Terkait Isu Relokasi, Paguyuban PKL Alun-alun Blora Wadul ke Kecamatan Blora.

Terkait Isu Relokasi, Paguyuban PKL Alun-alun Blora Wadul ke Kecamatan Blora.

BLORA, JATENG, Media Patriot Indonesia, Senin ( 2 – Maret – 2026) – Puluhan pedagang kaki lima (PKL) yang biasa beroperasi di kawasan Alun-Alun Blora mendatangi kantor Kecamatan Blora Kota pada Senin siang. Kedatangan mereka bertujuan untuk menyampaikan keberatan serta meminta kejelasan terkait rencana kebijakan relokasi yang dinilai memberatkan para pedagang kecil.
Isu relokasi para PKL ALUN-ALUN Blora berhembus sejak 5 Mei 2025.

Kurangnya kekompakan para PKL dalam menjaga lingkungan sehingga mendapatkan Surat Peringatan pertama SP1. Keberadaan  bunga trotoar kurang lebih 25 th tersebut akan direlokasi ke Pasar Induk Sidomakmur.

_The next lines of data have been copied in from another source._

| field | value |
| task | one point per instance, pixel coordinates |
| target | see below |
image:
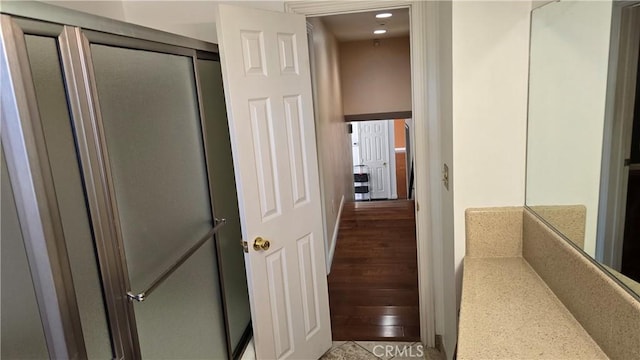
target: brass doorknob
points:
(261, 244)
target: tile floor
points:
(369, 350)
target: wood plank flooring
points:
(373, 284)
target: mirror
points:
(582, 55)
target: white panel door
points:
(374, 150)
(267, 80)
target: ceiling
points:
(360, 26)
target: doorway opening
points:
(362, 94)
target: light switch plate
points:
(445, 176)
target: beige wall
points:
(490, 67)
(334, 143)
(376, 79)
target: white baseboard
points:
(334, 237)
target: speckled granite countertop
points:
(508, 312)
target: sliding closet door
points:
(225, 200)
(22, 332)
(156, 168)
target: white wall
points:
(568, 87)
(490, 66)
(195, 19)
(110, 9)
(333, 140)
(444, 261)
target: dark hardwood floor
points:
(373, 284)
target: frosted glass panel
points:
(150, 115)
(225, 200)
(152, 127)
(22, 332)
(52, 105)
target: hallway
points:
(373, 284)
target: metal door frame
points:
(21, 136)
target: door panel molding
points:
(32, 182)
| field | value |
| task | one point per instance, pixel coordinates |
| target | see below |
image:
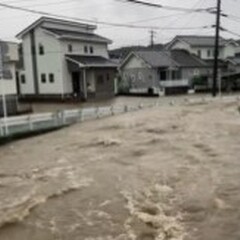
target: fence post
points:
(112, 110)
(80, 115)
(1, 129)
(30, 123)
(63, 118)
(97, 113)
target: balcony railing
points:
(174, 83)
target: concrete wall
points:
(11, 105)
(105, 88)
(140, 78)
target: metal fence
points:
(46, 121)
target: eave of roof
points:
(56, 20)
(91, 61)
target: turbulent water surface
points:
(168, 173)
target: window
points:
(199, 53)
(100, 79)
(69, 48)
(41, 49)
(209, 53)
(51, 77)
(23, 79)
(43, 78)
(108, 77)
(91, 49)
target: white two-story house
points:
(8, 83)
(64, 59)
(203, 46)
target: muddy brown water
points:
(168, 173)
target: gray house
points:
(156, 71)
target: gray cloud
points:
(13, 21)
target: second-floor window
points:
(91, 49)
(51, 77)
(209, 53)
(43, 78)
(69, 47)
(41, 49)
(23, 79)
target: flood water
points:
(167, 173)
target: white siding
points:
(12, 53)
(48, 63)
(28, 87)
(100, 49)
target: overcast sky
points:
(117, 11)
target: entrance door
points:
(76, 83)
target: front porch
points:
(91, 77)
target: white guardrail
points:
(45, 121)
(36, 122)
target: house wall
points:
(53, 62)
(91, 83)
(189, 73)
(100, 49)
(28, 87)
(136, 74)
(9, 86)
(229, 51)
(181, 45)
(48, 63)
(105, 88)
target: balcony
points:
(174, 83)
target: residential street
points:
(167, 173)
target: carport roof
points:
(91, 61)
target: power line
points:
(148, 4)
(94, 22)
(229, 31)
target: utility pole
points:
(4, 105)
(215, 68)
(152, 36)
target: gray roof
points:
(185, 59)
(175, 58)
(235, 60)
(201, 41)
(42, 20)
(156, 58)
(91, 61)
(67, 34)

Supriyanto sebagai Ketua paguyuban pkl alun-alun mengungkapkan serta mengakui bahwa menata banyak orang memang tidak mudah namun dengan keberadaan pedagang yang sudah lebih dari 25 th itu jika harus dipindah itu sangat disayangkan.
Dalam pertemuan tersebut, para pedagang menyampaikan beberapa poin tuntutan kepada Camat Blora Kota, di antaranya:
​Penundaan Relokasi: Meminta waktu tambahan hingga ditemukan solusi yang saling menguntungkan (win-win solution).

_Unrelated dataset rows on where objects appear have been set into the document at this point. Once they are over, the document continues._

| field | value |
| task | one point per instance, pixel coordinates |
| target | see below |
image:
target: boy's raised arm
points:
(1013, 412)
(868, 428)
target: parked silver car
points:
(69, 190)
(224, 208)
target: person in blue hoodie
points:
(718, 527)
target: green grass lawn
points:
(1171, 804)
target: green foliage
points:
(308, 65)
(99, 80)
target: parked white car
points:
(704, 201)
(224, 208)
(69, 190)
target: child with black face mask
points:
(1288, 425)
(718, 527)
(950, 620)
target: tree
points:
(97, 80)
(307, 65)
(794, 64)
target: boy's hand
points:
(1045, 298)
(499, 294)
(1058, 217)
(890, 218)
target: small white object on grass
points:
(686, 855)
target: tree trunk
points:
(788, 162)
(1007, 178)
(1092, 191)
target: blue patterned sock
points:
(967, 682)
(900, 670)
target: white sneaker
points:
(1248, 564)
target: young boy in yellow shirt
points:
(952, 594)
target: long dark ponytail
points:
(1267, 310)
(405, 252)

​Fasilitas di Tempat Baru: Jika tetap dipindah, pedagang menuntut kepastian fasilitas listrik, air, dan tenda yang layak.
​Transparansi Kebijakan: Meminta keterlibatan aktif pedagang dalam setiap proses pengambilan keputusan penataan kota.
Menanggapi aduan tersebut, Camat Blora Kota menyambut baik aspirasi para pedagang. Pihaknya menegaskan bahwa fungsi kecamatan adalah sebagai jembatan komunikasi antara warga dan Pemerintah Kabupaten (Pemkab) Blora.